Загораются и освещают стеллаж с инструментами и всяким хламом фары - одна ярко, другая совсем тускло; машина дергается назад, выезжает из гаража; блеклая фара напоминает подбитый глаз.

Выскочив из машины, Жмен забегает в гараж, копается на одной из полок и выходит с охапкой каких-то грязных, измазанных в масле спецовок. Открыв багажник, он бросает все это внутрь, к бутылю с вином, и захлопывает скрипнувшую крышку.

- Зачем это?

- Потом узнаешь, - ухмыляется Жмен, и мы медленно едем по двору.

Проспект похож на улицы городов будущего из фантастических фильмов - расцвеченный холодными разливами неона вывесок, оранжевыми конусами фонарного света, множеством немигающих глаз освещенных окон и бесконечной световой многоножкой встречных автомобилей, скользящих по "запорожцу" Жениного отца лучами фар. Вскоре остаются лишь фонари - по обе стороны проспекта потянулись черные пустоши, заброшенная громада недостроенного Ледового стадиона и приземистый силуэт полумертвого, превращенного в рынок ипподрома. Это буферная зона, отделяющая Колос, наш район, от Теремков-1, уже растущих впереди сияющей стеной высоток. Жмен ведет на удивление аккуратно и спокойно - машин на дороге не много, да и спирт, должно быть, слегка притупил страх.

- Клацни там "play", - машет рукой Жмен в сторону магнитофона, валяющегося на заднем сиденье в компании кучки кассет без коробок. Магнитолы в тачке нет, и батя Жмена возит с собой старую "Беларусь 302", которую однажды залил водой и додумался просушить в микроволновке. После этого несчастный кассетник оплавился по краям, став жутким и зловещим, как Фредди Крюгер, но продолжает худо-бедно работать.

Из колонок "Беларуси" замурлыкал Лагутенко:

"Достала… морская… меня болезнь…"

Мы хором орем:

- "Сушите! На веслах! Садимся! На якорь!!!"

Ветер, свистящий в опущенных окнах, вытягивает слова и музыку из салона и уносит в накрывшую проспект ночь.

На развязке уходим вправо, к Теремкам-2. Останавливаемся у супермаркета, который все по привычке называют универсамом.
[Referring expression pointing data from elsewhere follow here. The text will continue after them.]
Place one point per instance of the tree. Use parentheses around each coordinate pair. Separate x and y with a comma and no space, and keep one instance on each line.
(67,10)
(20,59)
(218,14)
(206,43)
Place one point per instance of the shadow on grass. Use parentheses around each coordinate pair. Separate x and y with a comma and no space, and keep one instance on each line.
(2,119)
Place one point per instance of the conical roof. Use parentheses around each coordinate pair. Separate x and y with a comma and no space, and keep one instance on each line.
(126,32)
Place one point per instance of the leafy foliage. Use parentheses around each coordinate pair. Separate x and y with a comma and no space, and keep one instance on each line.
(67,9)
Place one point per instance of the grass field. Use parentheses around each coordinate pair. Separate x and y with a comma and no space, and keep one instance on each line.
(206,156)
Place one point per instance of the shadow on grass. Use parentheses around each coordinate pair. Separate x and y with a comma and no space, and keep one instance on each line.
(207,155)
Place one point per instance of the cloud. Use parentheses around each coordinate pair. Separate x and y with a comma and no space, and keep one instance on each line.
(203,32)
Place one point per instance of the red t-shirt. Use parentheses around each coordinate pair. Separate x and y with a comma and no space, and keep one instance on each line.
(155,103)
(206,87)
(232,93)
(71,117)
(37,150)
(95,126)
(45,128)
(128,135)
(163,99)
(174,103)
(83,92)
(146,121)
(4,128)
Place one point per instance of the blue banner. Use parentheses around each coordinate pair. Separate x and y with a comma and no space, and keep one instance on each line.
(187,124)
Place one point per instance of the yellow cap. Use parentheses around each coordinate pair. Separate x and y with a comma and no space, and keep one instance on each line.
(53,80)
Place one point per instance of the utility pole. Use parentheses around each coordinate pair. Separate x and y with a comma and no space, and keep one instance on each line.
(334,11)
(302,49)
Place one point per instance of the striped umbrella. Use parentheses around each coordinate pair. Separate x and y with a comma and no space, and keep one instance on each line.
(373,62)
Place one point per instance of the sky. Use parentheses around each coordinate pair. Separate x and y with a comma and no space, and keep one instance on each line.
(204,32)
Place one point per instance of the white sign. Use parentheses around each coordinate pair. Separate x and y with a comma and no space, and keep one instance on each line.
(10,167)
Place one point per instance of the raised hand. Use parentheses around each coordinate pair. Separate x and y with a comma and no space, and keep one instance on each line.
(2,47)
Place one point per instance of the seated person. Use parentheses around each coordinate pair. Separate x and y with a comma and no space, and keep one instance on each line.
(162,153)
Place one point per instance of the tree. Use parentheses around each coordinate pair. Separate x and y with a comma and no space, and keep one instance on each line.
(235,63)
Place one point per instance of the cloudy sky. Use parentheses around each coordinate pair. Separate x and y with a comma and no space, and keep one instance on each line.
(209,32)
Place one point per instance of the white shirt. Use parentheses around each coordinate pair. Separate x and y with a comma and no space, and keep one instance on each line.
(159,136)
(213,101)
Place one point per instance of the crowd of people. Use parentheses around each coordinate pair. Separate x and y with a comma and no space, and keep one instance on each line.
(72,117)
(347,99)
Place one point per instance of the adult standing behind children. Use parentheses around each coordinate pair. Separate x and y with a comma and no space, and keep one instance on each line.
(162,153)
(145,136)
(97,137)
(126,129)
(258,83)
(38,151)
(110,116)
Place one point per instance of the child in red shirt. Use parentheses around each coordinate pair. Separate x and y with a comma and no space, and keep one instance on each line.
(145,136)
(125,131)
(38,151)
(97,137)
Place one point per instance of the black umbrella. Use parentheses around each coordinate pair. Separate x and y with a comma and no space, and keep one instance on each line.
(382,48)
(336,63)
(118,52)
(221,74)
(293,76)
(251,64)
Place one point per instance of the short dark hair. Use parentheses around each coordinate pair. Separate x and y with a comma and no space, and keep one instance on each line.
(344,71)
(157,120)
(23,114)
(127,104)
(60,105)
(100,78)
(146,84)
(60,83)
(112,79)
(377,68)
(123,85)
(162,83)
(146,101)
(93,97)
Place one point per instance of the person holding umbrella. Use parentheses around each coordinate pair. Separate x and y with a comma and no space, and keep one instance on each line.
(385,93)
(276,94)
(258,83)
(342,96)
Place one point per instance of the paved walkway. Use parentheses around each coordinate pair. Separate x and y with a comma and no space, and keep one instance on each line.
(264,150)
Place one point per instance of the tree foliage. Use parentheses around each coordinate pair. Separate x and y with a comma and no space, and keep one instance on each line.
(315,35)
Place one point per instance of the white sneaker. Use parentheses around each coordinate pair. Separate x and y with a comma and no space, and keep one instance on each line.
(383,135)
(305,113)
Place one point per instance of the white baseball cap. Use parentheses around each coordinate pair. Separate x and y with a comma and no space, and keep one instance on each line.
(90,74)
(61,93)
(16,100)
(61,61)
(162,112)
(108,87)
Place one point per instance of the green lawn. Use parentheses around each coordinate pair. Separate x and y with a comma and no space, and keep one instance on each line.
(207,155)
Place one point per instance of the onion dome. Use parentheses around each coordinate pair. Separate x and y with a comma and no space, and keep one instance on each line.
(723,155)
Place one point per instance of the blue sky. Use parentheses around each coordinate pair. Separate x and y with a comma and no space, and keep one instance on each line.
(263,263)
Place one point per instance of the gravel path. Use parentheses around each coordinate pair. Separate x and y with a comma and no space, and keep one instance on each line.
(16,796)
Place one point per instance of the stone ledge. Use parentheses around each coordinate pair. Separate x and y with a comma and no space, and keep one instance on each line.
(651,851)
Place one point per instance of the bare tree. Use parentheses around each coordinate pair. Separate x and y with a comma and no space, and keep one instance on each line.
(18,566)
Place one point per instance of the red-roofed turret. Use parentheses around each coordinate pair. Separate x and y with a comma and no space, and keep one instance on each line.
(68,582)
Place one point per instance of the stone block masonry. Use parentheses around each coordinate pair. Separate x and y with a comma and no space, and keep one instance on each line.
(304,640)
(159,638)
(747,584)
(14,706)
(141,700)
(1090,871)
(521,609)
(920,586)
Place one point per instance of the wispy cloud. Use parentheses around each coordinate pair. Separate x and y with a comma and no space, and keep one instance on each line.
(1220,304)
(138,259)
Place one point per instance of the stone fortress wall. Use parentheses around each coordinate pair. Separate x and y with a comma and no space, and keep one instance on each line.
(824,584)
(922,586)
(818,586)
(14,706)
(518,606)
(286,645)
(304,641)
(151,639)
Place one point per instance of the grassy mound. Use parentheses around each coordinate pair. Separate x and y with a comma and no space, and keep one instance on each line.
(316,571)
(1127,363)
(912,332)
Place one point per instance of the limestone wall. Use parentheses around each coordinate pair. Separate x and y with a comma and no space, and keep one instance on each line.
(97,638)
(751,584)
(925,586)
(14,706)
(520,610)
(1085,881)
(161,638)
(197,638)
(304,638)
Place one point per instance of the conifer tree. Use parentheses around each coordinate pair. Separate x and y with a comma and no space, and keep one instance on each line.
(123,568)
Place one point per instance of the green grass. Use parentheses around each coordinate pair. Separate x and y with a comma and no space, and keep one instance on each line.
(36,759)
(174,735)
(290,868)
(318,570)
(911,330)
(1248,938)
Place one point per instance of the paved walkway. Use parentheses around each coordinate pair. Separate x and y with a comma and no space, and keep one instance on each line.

Несмотря на враждебный Колосу статус Теремков, в детстве почти все его обитатели, включая меня, вместе с родителями вынуждены были посещать этот магазин, так как на Колосе были только маленькие и пустые гастрономы, а здесь хоть что-то можно было купить. Впрочем, и сейчас нам приходится ездить в новый торговый центр "Магеллан", чтобы сходить в кино, - оба кинотеатра на Колосе, "Загреб" и "Прогресс", давно приказали долго жить. А летний театр на ВДНХ, где иногда показывали кино, и вовсе спалили.

Шмат стоит в оранжевой световой колонне под фонарем в каком-то идиотском вельветовом пиджаке - должно быть, отцовском, потому как карманы болтаются где-то в районе Шматовых коленей.

- Ты б еще галстук надел, - хохочет Жмен, когда Шмат, потеснив магнитофон, забирается в машину, и мы едем дальше.

- Ага. И в носок заправил, - добавляю я.

- Мы же к дамам едем. Надо выглядеть прилично. Не то что вы, в кенгурах.

- Да уж, эти дамы оценят твой прикид, не сомневайся, - продолжает смеяться Жмен, перестраиваясь в правый ряд и ныряя во дворы. Рядом со Шматом кассетный "Мумий Тролль" орет "Владивосток 2000".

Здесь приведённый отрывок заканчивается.